Further, you cannot trust users to police risks when they are not exposed to the consequences of those risks. All this bailout does it condition people that DeFi really is riskless. So when something large breaks it will be worse next time.

We also think the legal consequences for a few involved parties here will discourage taking action next time. So not only will some future problem overwhelm fundraising capacity – we think groups like Arbitrum's Security Council will be less likely to help out next time. So things will be much, much, worse.

Consequences

Truly immutable software is not capable of entering into contracts because it cannot do anything beyond what it was originally programmed to do. This was the US Fifth Circuit's logic in throwing out the Tornado Cash sanctions. And it feels reasonable to us.

But what does it mean to be "truly immutable"? It is easier to list things that do not qualify. If a DAO can upgrade the code it is not immutable. If a Security Council can take arbitrary action it is not immutable. If there are admin keys – secret or otherwise – it is not immutable.

What you instead have in these cases is a system with discretion and mutability that is ultimately governed by a group of people or companies. This is well-worn legal territory:

These groups are legally accountable for what their members do. Often any individual member can be held accountable for anything the group does through a legal concept called "joint and several liability."

That means Arbitrum's Security Council may well face scrutiny for not blocking sanctioned actor use of Arbitrum in the past. Just as LayerZero may face liability for running Kelp's system in an insecure fashion. Kelp could, for example, sue the LayerZero entity it was paying to run the bridge for negligence.

Would Kelp win? Who knows. But there is plausibly a case. Will Arbitrum's Security Council members face problems?

We will note there are a number of Iranian exchanges active on Arbitrum and two Security Council members are Israeli. One is a cybersecurity company that does smart contract audits and the like. You cannot make this stuff up.

Aave seems safest here. Aave's risk parameters turned out, ex post, to be inadequate. Of course someone could try to take legal action against something or someone Aave-linked.
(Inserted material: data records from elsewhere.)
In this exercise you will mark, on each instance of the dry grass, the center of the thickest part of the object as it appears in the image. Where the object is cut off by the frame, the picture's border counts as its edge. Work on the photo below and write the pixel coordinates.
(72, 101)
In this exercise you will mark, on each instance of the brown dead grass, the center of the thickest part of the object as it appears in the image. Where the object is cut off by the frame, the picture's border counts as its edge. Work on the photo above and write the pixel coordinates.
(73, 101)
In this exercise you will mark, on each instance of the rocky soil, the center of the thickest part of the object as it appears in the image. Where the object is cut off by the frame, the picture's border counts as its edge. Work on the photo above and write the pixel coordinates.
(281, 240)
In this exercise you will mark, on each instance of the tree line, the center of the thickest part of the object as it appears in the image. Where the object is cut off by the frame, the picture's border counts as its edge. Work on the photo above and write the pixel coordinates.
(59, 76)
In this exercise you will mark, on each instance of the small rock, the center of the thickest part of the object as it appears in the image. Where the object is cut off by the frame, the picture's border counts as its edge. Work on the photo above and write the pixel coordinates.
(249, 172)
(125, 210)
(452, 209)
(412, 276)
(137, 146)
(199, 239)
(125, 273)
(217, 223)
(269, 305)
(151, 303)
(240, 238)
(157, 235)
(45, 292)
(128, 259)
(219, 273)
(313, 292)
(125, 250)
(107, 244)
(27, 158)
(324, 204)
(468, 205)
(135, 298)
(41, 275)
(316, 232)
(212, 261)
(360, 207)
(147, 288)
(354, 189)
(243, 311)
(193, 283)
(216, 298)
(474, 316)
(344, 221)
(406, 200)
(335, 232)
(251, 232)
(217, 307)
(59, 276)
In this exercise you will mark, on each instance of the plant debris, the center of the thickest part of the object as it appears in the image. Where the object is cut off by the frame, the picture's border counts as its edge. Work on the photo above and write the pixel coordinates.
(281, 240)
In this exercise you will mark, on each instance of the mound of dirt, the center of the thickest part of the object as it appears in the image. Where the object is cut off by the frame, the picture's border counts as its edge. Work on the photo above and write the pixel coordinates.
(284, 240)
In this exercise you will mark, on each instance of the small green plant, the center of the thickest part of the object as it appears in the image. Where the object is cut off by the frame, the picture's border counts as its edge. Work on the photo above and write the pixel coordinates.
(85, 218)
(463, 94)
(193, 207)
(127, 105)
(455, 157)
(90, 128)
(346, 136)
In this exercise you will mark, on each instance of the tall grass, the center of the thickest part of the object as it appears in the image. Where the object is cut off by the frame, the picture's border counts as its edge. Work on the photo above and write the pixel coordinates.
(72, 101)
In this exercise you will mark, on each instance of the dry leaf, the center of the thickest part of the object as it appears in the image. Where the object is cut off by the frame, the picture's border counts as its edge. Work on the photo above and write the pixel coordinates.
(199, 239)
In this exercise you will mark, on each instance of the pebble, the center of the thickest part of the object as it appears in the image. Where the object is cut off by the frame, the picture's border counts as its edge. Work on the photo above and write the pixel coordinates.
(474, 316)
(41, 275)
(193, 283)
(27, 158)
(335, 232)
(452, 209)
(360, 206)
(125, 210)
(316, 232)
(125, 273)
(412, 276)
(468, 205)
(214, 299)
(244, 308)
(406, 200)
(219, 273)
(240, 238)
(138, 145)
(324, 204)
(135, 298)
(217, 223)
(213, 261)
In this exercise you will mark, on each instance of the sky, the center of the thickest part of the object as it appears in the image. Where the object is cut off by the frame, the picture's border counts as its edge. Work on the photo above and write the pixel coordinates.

But Aave's got a solid defense here the risk was clearly stated and everyone involved knew exactly what they were doing.

Aave also has the most money. Who do you sue? The thing where the chance of paying multiplied by the amount of money they might pay is biggest. So somebody might have a go.

Aave also, reasonably, fears that if DeFi users realize they have been taking risk all along they might take their winnings and go home. Fair enough. We also wonder what Arbitrum users will think. This should, and probably will, cause a repricing across L2s as people wake up to the realities of custody vectors.